Big Ten Player of the Year: Justin Fields

Offensive Player of the Year: Justin Fields

Eight of the nine votes for both awards came in favor of Ohio State quarterback Justin Fields, with the lone defector being The Daily Gopher’s vote for Minnesota wide receiver Rashod Bateman.

Fields was nothing short of phenomenal in his first year as a starter in 2019, completing over 67% of his passes for almost 3,300 yards and 41 TDs with only 3 INTs — two of which came in the Fiesta Bowl loss to Clemson. Entering the 2020 campaign as one of the favorites for the Heisman Trophy, it will be interesting to see just how much Fields can improve on such a stellar debut with another offseason of work next to Ryan Day under his belt.

Defensive Player of the Year: Mixed bag

There was no true consensus for who will win Big Ten Defensive Player of the Year, with four different players each earning two votes apiece: Northwestern LB Paddy Fisher, Ohio State CB Shaun Wade, Purdue DL George Karlaftis, and Wisconsin LB Jack Sanborn. The one other vote was for Michigan DE Kwity Paye.

Myself, alongside Drew Hamm of Bucky’s 5th Quarter, voted for Karlaftis. While two other people voted for Shaun Wade, in making my selections I took into account that teams could treat Wade much like they treated Jeff Okudah — avoid him at all costs. When you don't throw at a player out of fear, that guy doesn't put up the stats necessary to win this type of award. So, I went with Karlaftis, who had 17 tackles for loss and 7.5 sacks as a freshman a year ago, and is gearing up for another monster season off the edge for the Boilermakers.

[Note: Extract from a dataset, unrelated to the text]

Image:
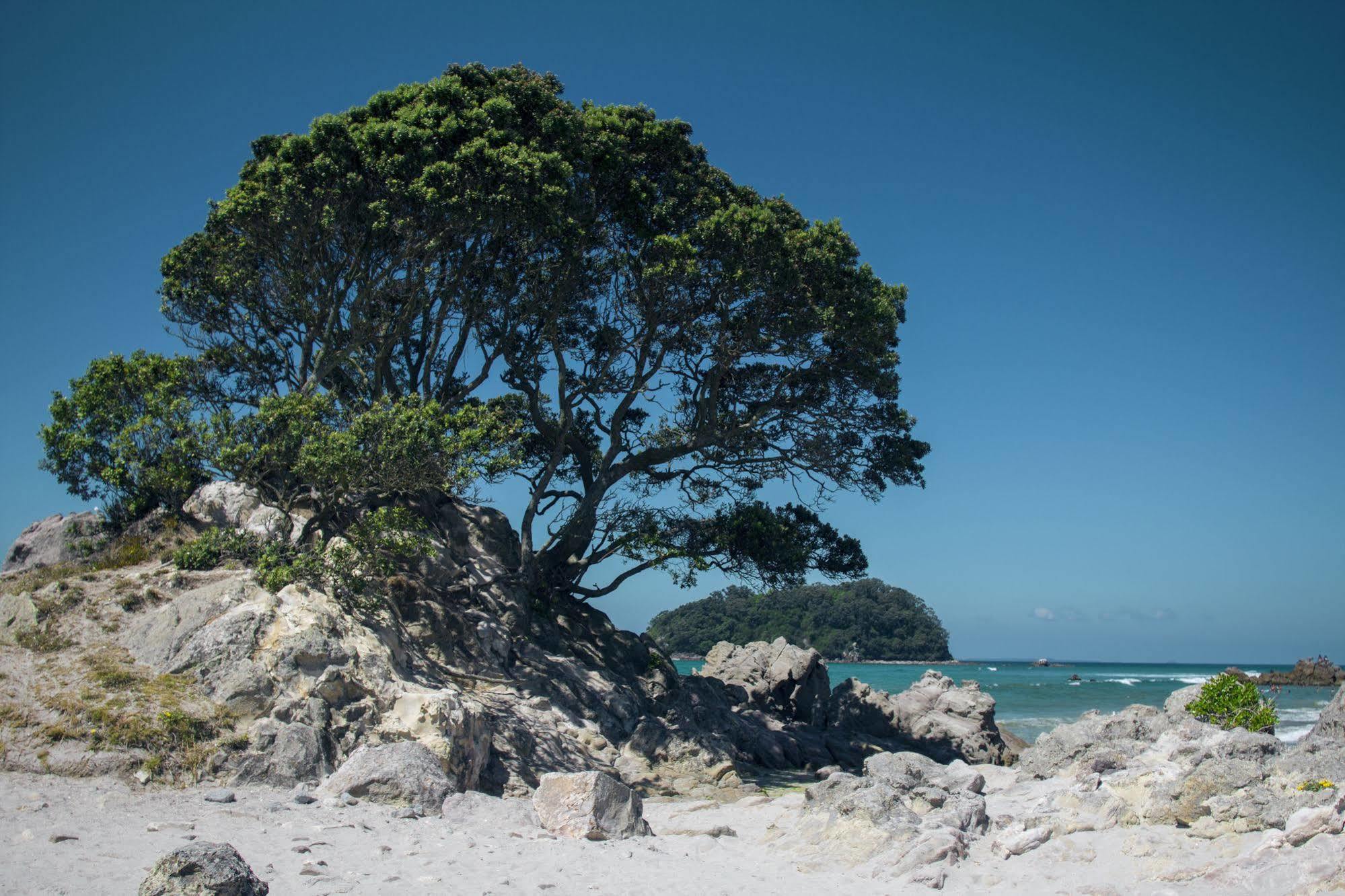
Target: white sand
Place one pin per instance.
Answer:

Offensive Freshman of the Year: Rakim Jarrett/Graham Mertz (Tie)

While it was another mixed bag for responses here, two guys separated themselves from the pack with two votes apiece: Maryland WR Rakim Jarrett and Wisconsin QB Graham Mertz. Ohio State WR Julian Fleming received one vote — two if you count Corn Nation’s vote of “probably someone from Ohio State.”

Jarrett, who was my selection, arrives in College Park as a five-star prospect, and the No. 4 WR in the country in the 2020 class. A flip from LSU, the 6-foot, 190-pound receiver instantly becomes one of the most talented players on Maryland’s roster. At Wisconsin, Mertz is expected to take over the starting QB duties with Jack Coan on the shelf with an injury. He was the No. 3 pro-style QB in the 2019 class, and is the highest-rated QB recruit in program history.

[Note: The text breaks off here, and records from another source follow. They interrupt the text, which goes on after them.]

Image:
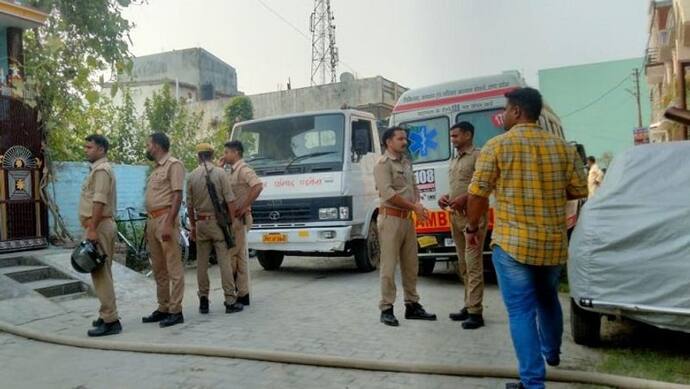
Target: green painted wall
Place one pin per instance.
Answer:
(603, 121)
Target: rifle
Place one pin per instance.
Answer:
(221, 211)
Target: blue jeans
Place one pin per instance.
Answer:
(530, 294)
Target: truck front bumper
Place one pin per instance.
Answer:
(306, 240)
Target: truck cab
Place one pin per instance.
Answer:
(319, 196)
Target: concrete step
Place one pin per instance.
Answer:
(69, 297)
(34, 273)
(53, 287)
(21, 268)
(19, 261)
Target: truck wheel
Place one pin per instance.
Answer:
(270, 260)
(426, 266)
(367, 251)
(585, 326)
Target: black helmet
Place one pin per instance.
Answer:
(86, 257)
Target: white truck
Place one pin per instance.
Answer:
(319, 196)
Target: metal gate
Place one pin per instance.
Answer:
(23, 217)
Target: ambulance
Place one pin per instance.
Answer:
(427, 115)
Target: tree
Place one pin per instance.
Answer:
(80, 39)
(127, 133)
(164, 113)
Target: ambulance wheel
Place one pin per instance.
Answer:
(270, 260)
(585, 325)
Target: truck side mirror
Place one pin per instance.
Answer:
(361, 142)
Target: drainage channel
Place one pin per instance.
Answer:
(42, 278)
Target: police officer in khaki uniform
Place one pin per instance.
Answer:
(96, 204)
(163, 199)
(470, 259)
(397, 236)
(205, 229)
(247, 187)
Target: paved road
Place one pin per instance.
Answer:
(314, 306)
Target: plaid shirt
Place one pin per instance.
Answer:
(532, 172)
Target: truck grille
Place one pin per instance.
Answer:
(282, 211)
(293, 211)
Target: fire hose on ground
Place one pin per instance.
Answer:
(328, 361)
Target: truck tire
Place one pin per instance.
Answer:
(367, 252)
(426, 266)
(270, 260)
(585, 326)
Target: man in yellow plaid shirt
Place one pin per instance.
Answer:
(533, 174)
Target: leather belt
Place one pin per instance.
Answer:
(203, 217)
(85, 221)
(158, 212)
(395, 212)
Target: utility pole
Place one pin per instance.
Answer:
(636, 95)
(324, 53)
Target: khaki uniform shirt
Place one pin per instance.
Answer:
(98, 187)
(197, 192)
(242, 179)
(394, 176)
(167, 177)
(461, 170)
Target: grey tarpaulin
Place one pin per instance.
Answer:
(631, 244)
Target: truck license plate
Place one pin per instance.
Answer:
(274, 238)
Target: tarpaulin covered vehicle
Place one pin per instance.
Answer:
(630, 251)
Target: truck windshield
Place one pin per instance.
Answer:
(300, 144)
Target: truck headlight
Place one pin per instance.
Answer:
(344, 213)
(328, 213)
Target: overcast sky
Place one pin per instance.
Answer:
(412, 42)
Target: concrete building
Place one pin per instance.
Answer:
(193, 75)
(595, 104)
(667, 65)
(376, 95)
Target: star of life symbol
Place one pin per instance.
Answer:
(422, 140)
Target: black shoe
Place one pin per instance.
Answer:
(171, 320)
(473, 322)
(244, 300)
(234, 307)
(460, 316)
(106, 329)
(555, 361)
(155, 317)
(203, 305)
(388, 318)
(414, 311)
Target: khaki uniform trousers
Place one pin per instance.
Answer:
(239, 255)
(166, 262)
(103, 277)
(398, 244)
(209, 235)
(470, 263)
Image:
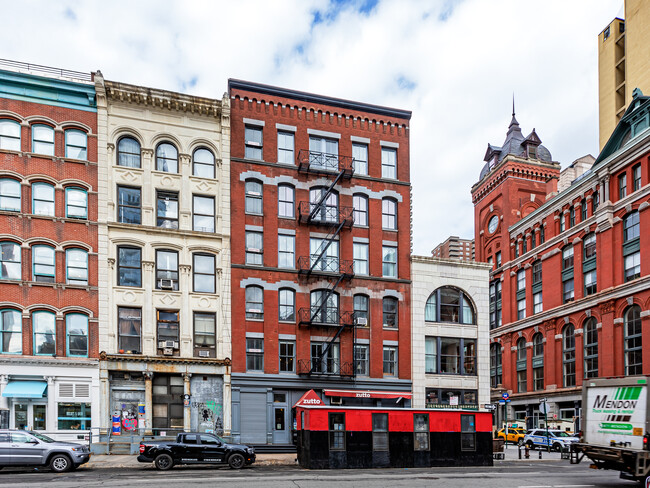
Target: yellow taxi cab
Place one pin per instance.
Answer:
(515, 435)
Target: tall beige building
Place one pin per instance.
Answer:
(164, 266)
(623, 64)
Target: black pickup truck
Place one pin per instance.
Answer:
(196, 448)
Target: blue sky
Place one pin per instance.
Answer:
(455, 64)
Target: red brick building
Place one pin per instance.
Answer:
(569, 292)
(320, 199)
(48, 240)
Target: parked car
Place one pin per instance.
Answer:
(557, 439)
(26, 448)
(196, 448)
(515, 435)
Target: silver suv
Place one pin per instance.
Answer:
(25, 448)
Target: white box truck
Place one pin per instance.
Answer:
(616, 426)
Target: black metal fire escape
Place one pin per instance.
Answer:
(322, 212)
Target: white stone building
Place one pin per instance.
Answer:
(164, 265)
(450, 355)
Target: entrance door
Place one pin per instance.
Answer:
(281, 427)
(168, 401)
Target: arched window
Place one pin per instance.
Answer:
(9, 135)
(203, 163)
(496, 372)
(324, 307)
(326, 211)
(569, 355)
(44, 330)
(76, 330)
(44, 263)
(360, 206)
(43, 140)
(128, 153)
(287, 305)
(9, 195)
(286, 201)
(76, 144)
(390, 312)
(448, 304)
(631, 246)
(633, 342)
(10, 268)
(76, 203)
(166, 158)
(538, 362)
(522, 366)
(591, 348)
(254, 302)
(43, 199)
(253, 197)
(76, 263)
(11, 332)
(389, 214)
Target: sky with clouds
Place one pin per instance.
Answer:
(454, 63)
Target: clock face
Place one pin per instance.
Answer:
(493, 224)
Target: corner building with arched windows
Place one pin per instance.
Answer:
(165, 261)
(49, 342)
(570, 283)
(320, 199)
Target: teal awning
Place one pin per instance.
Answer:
(25, 389)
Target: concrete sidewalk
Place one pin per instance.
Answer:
(130, 461)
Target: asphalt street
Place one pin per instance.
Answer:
(547, 474)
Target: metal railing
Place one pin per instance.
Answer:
(46, 70)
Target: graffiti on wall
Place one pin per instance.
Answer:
(209, 415)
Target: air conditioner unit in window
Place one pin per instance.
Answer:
(166, 284)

Defensive Freshman of the Year: Andre Seldon

Another category with very little consensus, Michigan CB Andre Seldon won the Defensive Freshman of the Year ballot by being the only player with more than one vote.

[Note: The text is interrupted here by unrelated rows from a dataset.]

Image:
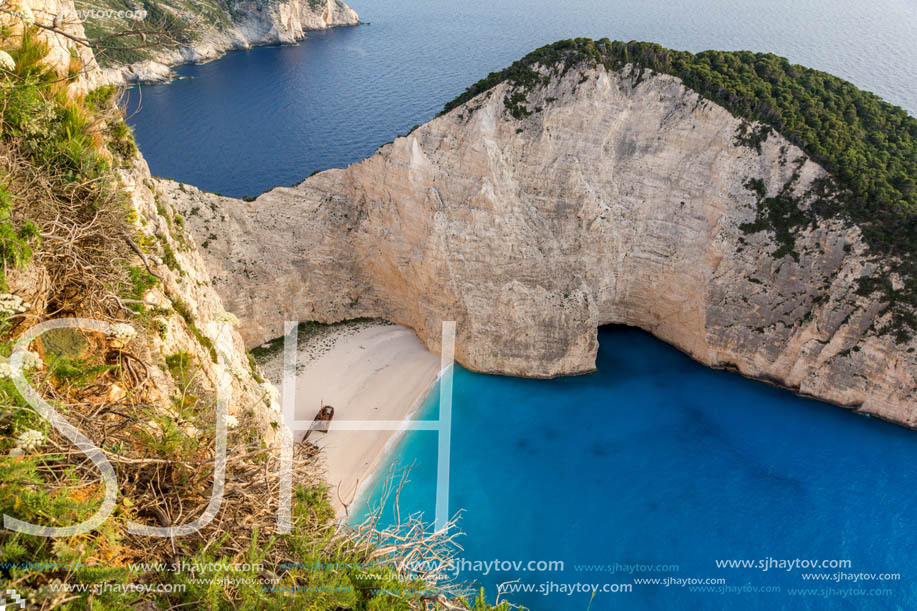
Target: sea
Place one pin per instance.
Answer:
(653, 483)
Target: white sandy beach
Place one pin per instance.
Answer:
(366, 371)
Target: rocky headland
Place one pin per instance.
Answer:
(540, 207)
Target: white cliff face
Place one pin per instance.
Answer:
(198, 315)
(191, 315)
(620, 201)
(64, 54)
(253, 23)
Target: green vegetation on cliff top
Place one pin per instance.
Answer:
(867, 145)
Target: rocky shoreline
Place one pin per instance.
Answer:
(619, 199)
(285, 23)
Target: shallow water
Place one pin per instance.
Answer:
(656, 460)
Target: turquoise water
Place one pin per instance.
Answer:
(656, 460)
(271, 116)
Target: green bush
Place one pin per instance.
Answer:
(868, 146)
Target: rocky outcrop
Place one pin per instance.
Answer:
(65, 55)
(621, 198)
(249, 23)
(193, 318)
(187, 313)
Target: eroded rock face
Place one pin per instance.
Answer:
(65, 56)
(618, 200)
(254, 23)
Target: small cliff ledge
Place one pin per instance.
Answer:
(599, 196)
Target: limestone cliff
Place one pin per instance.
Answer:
(619, 199)
(64, 54)
(187, 314)
(239, 25)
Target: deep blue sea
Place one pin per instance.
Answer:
(271, 116)
(653, 460)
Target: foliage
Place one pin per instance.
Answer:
(57, 156)
(868, 146)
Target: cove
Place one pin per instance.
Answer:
(655, 461)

At 5-foot-8, Seldon is incredibly undersized for a corner, but he makes up for his lack of height with excellent closing speed and instincts. A four-star prospect rated the No. 11 CB in the 2020 class, Seldon features great ball skills, clean footwork, and an impressive vertical jump that could make him a star in Ann Arbor. If Michigan is going to stop letting up 60 points to Ohio State every time they play them, they will need guys like Seldon to be elite.

Big Ten Coach of the Year: Ryan Day

Ohio State head coach Ryan Day came away as the selection for Big Ten Coach of the Year with four votes. Paul Chryst at Wisconsin and Tom Allen at Indiana were the runner-ups with two votes apiece, while Nebraska’s Scott Frost received one vote.

Day was selected as last years co-Big Ten Coach of the Year alongside Minnesota’s P.J. Fleck, marking the first time the headman of the Buckeyes earned the honor since Earle Bruce in 1979. Funny enough, it is actually way harder to win the award as the head coach at Ohio State, since everyone just naturally expects you to be great and win all your games. If Day can accomplish the lofty goals he and his team have set for this season, it could be his trophy to lose.

A big shoutout to all the other managing editors that took part in this collaboration. A special thanks to Anthony Broome of Maize n Brew for being a driving force in putting this all together. I look forward to rooting against all of your teams if/when they come face-to-face with Ohio State this season — especially yours, Broome.